🧹 Why Your CRM Is Full of Dead Contacts, And What Proper Data Hygiene Actually Looks Like
Every CRM I look at has a dirty secret. Somewhere between a third and a half of the contacts in it are dead. Not deleted. Not unsubscribed. Just inert. They haven't opened, clicked, replied, visited or bought in years.
And they're costing you money.
Most SME owners have no idea this is happening, because the CRM doesn't shout about it. The contact count keeps going up. The marketing team keeps adding to the list. The dead weight quietly accumulates underneath, like silt building up in a riverbed.
💸 The Cost of Carrying Dead Weight
Most SMEs don't realise that dead contacts have a real, measurable cost.

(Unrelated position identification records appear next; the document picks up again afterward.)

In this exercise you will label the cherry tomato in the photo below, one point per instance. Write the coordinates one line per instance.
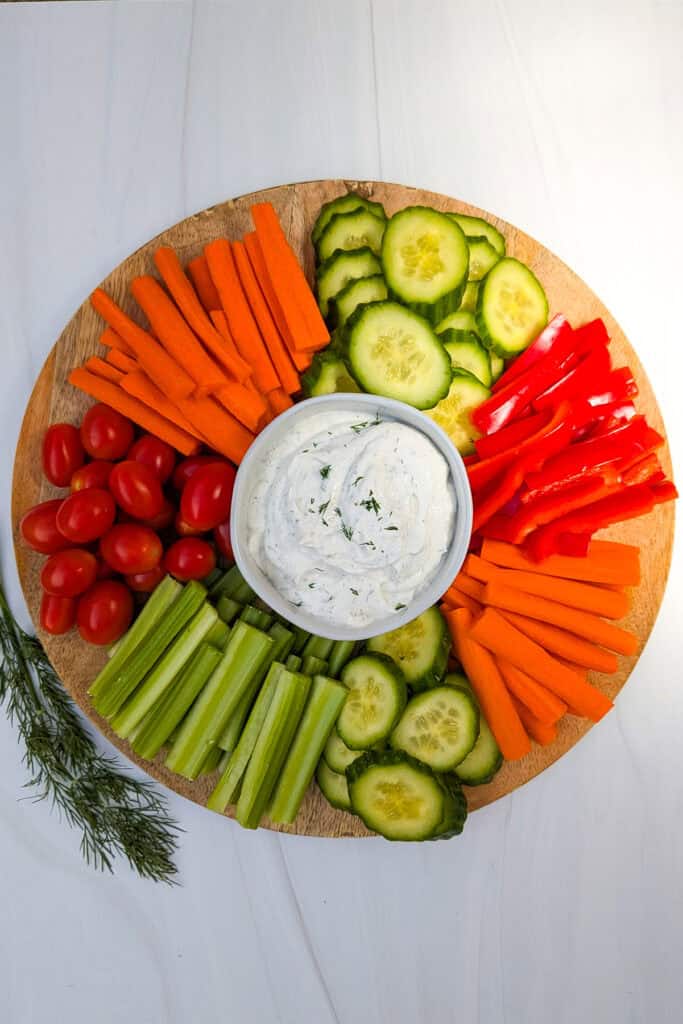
(156, 454)
(207, 497)
(145, 582)
(136, 489)
(57, 614)
(86, 515)
(131, 548)
(105, 433)
(104, 612)
(189, 559)
(93, 474)
(39, 527)
(62, 454)
(221, 536)
(69, 573)
(187, 467)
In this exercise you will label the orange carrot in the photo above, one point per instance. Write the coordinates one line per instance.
(606, 561)
(542, 702)
(146, 418)
(495, 633)
(198, 269)
(289, 378)
(582, 623)
(166, 373)
(242, 324)
(578, 595)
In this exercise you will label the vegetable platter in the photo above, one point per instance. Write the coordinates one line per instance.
(298, 208)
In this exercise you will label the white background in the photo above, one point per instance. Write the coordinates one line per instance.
(562, 902)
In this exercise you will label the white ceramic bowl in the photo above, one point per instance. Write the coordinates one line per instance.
(368, 406)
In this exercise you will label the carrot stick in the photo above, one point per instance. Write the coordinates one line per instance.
(175, 334)
(578, 595)
(166, 373)
(607, 561)
(243, 326)
(146, 418)
(489, 688)
(495, 633)
(542, 702)
(582, 623)
(198, 269)
(187, 302)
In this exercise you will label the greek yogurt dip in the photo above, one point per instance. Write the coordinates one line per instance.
(350, 518)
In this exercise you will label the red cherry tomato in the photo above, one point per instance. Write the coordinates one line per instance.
(156, 454)
(86, 515)
(189, 559)
(69, 573)
(39, 527)
(57, 614)
(142, 583)
(62, 454)
(207, 497)
(136, 489)
(221, 536)
(93, 474)
(105, 433)
(187, 468)
(131, 548)
(104, 612)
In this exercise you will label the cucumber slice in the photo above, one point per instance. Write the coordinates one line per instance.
(477, 227)
(426, 260)
(351, 230)
(375, 702)
(438, 727)
(396, 796)
(339, 269)
(512, 307)
(344, 204)
(467, 351)
(357, 293)
(453, 414)
(394, 352)
(482, 258)
(420, 648)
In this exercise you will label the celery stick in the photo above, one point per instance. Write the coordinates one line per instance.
(159, 726)
(109, 696)
(239, 759)
(325, 704)
(164, 672)
(246, 652)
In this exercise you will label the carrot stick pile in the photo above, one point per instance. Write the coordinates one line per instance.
(227, 336)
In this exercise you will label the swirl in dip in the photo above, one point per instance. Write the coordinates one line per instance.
(350, 518)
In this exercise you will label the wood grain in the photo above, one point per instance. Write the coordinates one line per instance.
(54, 400)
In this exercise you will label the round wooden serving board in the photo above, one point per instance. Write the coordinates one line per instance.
(54, 400)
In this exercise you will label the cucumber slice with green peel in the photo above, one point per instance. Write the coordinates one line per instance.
(344, 204)
(453, 414)
(426, 258)
(333, 785)
(467, 352)
(396, 796)
(351, 230)
(336, 272)
(420, 648)
(438, 727)
(482, 258)
(512, 308)
(376, 699)
(394, 352)
(477, 227)
(357, 293)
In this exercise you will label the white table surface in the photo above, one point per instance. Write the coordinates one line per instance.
(562, 902)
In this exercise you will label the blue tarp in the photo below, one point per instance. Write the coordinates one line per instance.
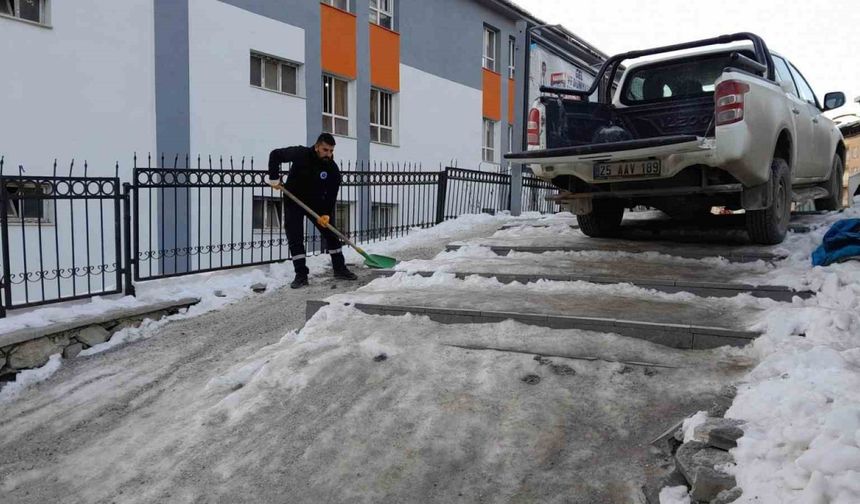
(842, 242)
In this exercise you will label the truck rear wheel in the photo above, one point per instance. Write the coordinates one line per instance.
(604, 219)
(770, 225)
(834, 185)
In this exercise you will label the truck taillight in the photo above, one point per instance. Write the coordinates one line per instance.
(533, 127)
(729, 98)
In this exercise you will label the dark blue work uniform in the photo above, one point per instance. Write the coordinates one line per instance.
(315, 182)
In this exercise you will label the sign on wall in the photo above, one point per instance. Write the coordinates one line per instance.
(549, 69)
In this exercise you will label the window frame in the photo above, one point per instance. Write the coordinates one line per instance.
(488, 132)
(281, 63)
(377, 12)
(777, 59)
(382, 211)
(14, 6)
(798, 78)
(331, 3)
(343, 216)
(379, 125)
(492, 60)
(16, 206)
(330, 97)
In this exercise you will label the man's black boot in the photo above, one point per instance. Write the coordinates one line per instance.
(345, 274)
(299, 281)
(338, 264)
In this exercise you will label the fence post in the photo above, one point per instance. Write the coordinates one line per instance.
(128, 260)
(516, 195)
(441, 196)
(7, 269)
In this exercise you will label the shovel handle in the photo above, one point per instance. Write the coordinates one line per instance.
(316, 216)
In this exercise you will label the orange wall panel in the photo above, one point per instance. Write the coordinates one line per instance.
(338, 41)
(492, 86)
(384, 58)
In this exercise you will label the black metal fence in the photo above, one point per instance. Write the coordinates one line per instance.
(61, 238)
(67, 238)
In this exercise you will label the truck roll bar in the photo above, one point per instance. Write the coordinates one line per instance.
(763, 63)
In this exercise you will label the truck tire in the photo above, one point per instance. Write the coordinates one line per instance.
(604, 219)
(770, 225)
(834, 185)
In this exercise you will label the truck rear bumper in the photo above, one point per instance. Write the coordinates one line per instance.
(674, 153)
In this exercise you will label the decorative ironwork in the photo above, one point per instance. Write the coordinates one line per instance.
(73, 237)
(61, 238)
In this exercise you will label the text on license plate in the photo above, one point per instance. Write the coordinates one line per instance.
(622, 169)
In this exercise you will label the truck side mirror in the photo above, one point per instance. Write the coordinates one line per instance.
(787, 87)
(834, 100)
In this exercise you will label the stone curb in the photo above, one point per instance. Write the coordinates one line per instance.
(739, 257)
(672, 335)
(31, 333)
(704, 289)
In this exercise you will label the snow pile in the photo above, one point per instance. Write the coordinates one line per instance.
(802, 402)
(30, 377)
(674, 495)
(690, 424)
(233, 284)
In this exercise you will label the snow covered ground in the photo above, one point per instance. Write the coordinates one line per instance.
(319, 415)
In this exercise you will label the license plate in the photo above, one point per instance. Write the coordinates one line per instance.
(624, 169)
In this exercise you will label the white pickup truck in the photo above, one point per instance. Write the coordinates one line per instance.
(735, 126)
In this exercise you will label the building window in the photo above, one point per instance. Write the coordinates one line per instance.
(29, 10)
(26, 205)
(382, 219)
(335, 105)
(341, 217)
(381, 116)
(268, 213)
(340, 4)
(489, 61)
(489, 141)
(382, 13)
(274, 74)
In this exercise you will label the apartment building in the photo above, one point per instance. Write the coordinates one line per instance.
(422, 81)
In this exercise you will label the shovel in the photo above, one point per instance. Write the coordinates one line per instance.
(371, 260)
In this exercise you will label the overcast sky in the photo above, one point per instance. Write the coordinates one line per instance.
(821, 37)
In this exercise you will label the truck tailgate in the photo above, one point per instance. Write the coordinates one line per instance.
(615, 151)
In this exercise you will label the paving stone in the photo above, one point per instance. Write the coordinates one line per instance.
(72, 350)
(728, 496)
(33, 354)
(696, 461)
(722, 433)
(95, 334)
(723, 401)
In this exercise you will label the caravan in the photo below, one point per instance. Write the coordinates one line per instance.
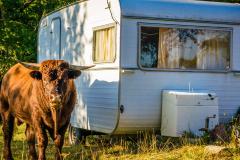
(142, 48)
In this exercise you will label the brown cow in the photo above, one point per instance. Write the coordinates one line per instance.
(42, 96)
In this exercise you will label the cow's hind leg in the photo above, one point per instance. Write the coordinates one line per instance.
(8, 126)
(30, 136)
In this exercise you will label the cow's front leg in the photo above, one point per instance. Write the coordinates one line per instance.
(59, 141)
(42, 140)
(8, 126)
(30, 136)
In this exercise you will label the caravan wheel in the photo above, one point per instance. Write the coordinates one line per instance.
(76, 135)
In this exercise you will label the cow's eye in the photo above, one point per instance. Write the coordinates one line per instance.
(53, 75)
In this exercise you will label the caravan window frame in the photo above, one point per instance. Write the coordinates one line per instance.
(184, 26)
(111, 25)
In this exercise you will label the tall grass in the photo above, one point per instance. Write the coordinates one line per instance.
(144, 145)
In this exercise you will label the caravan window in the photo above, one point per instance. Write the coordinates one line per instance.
(104, 43)
(185, 48)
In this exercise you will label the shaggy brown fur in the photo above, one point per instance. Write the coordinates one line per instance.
(43, 100)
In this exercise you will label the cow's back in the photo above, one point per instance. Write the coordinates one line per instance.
(16, 87)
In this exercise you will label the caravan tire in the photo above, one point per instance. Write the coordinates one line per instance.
(76, 135)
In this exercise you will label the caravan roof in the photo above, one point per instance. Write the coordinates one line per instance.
(182, 10)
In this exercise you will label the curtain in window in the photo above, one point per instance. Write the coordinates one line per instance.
(104, 49)
(193, 49)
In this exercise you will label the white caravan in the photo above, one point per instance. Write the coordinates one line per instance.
(141, 48)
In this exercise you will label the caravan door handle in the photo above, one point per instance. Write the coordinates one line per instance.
(127, 71)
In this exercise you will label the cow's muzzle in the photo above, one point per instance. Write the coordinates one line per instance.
(55, 101)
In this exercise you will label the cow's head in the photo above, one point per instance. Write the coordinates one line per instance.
(55, 76)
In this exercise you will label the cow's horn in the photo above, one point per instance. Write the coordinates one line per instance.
(32, 66)
(80, 67)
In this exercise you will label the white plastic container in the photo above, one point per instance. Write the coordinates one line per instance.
(188, 111)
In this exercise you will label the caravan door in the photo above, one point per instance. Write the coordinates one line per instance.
(55, 48)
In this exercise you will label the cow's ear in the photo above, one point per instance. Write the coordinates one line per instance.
(72, 74)
(36, 75)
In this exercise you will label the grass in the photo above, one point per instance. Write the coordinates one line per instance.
(145, 147)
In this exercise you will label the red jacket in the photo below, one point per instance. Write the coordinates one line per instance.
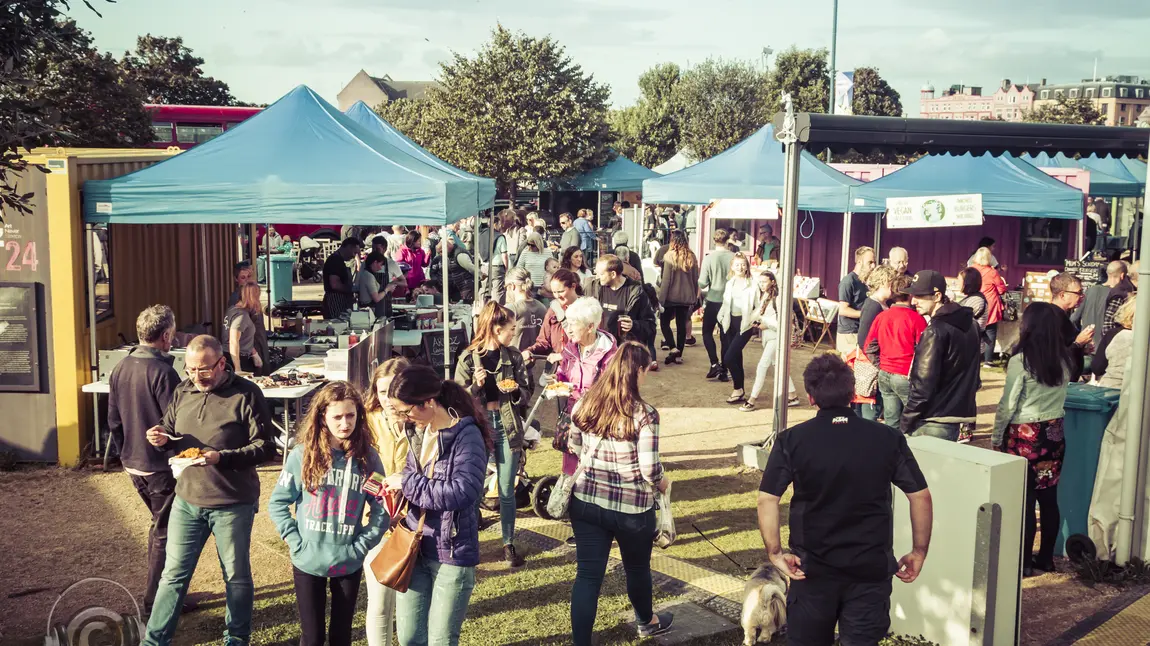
(892, 337)
(993, 287)
(552, 337)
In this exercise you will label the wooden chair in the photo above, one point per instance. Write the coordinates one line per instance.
(820, 313)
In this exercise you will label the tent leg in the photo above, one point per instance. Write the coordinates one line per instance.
(93, 352)
(446, 312)
(846, 245)
(787, 281)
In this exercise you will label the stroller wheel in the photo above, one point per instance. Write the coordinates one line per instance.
(541, 494)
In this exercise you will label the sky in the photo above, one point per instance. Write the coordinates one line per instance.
(262, 48)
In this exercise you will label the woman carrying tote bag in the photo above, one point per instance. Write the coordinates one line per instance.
(442, 485)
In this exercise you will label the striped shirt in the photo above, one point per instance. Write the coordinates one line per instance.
(621, 475)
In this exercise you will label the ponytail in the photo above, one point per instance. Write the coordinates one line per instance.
(419, 384)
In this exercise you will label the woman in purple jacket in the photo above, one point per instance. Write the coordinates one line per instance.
(444, 479)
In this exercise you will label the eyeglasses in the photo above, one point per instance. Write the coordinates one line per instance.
(202, 371)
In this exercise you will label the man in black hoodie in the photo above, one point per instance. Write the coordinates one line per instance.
(140, 387)
(627, 310)
(228, 420)
(944, 376)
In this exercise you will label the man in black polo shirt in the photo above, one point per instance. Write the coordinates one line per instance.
(841, 514)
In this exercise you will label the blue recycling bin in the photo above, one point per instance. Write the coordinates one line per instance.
(1088, 412)
(283, 271)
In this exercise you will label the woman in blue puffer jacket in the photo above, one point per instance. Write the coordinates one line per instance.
(444, 479)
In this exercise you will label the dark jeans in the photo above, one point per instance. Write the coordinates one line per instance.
(156, 491)
(312, 601)
(710, 320)
(1047, 501)
(681, 314)
(595, 529)
(815, 605)
(990, 336)
(733, 354)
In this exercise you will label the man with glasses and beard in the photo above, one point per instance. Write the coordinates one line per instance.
(1067, 294)
(227, 420)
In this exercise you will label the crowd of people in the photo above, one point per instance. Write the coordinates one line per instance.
(911, 350)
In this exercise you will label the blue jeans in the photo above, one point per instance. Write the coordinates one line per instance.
(895, 390)
(431, 612)
(595, 530)
(506, 468)
(189, 528)
(937, 430)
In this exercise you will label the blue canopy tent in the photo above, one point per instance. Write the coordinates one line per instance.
(753, 169)
(620, 174)
(361, 114)
(1109, 177)
(298, 161)
(1009, 185)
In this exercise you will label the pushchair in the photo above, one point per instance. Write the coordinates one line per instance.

You're paying for them. HubSpot, Salesforce, Dotdigital and most others charge by contact count. Carry 50,000 dead contacts on a marketing platform that charges per contact and you're paying real money every month for storage you don't need. I've seen accounts where 60% of the contact bill was dead weight.
They're hurting your deliverability. Sending to people who never engage tells inbox providers your list is low quality. That damages delivery for everyone else on your list. The active subscribers you actually want to reach are getting fewer of your emails because the dead ones keep dragging the engagement average down.
They're skewing your reporting. Open rate of 12% sounds bad. But if half your list is dead, your open rate among engaged contacts might be 24%. You're making decisions based on a denominator that's wrong. You think your campaigns are failing when actually they're working perfectly well, just to a smaller-than-expected audience.
They're masking your real customer base. If you don't know who's actually engaged, you cannot segment, personalise or target effectively. Lifecycle campaigns rely on knowing who's active. Dead contacts pollute every behavioural segment you try to build, because the system doesn't know they're not really there anymore.
🔬 What Proper Hygiene Actually Looks Like
This is the routine I run for clients. It's not complicated. It just has to be done with intent.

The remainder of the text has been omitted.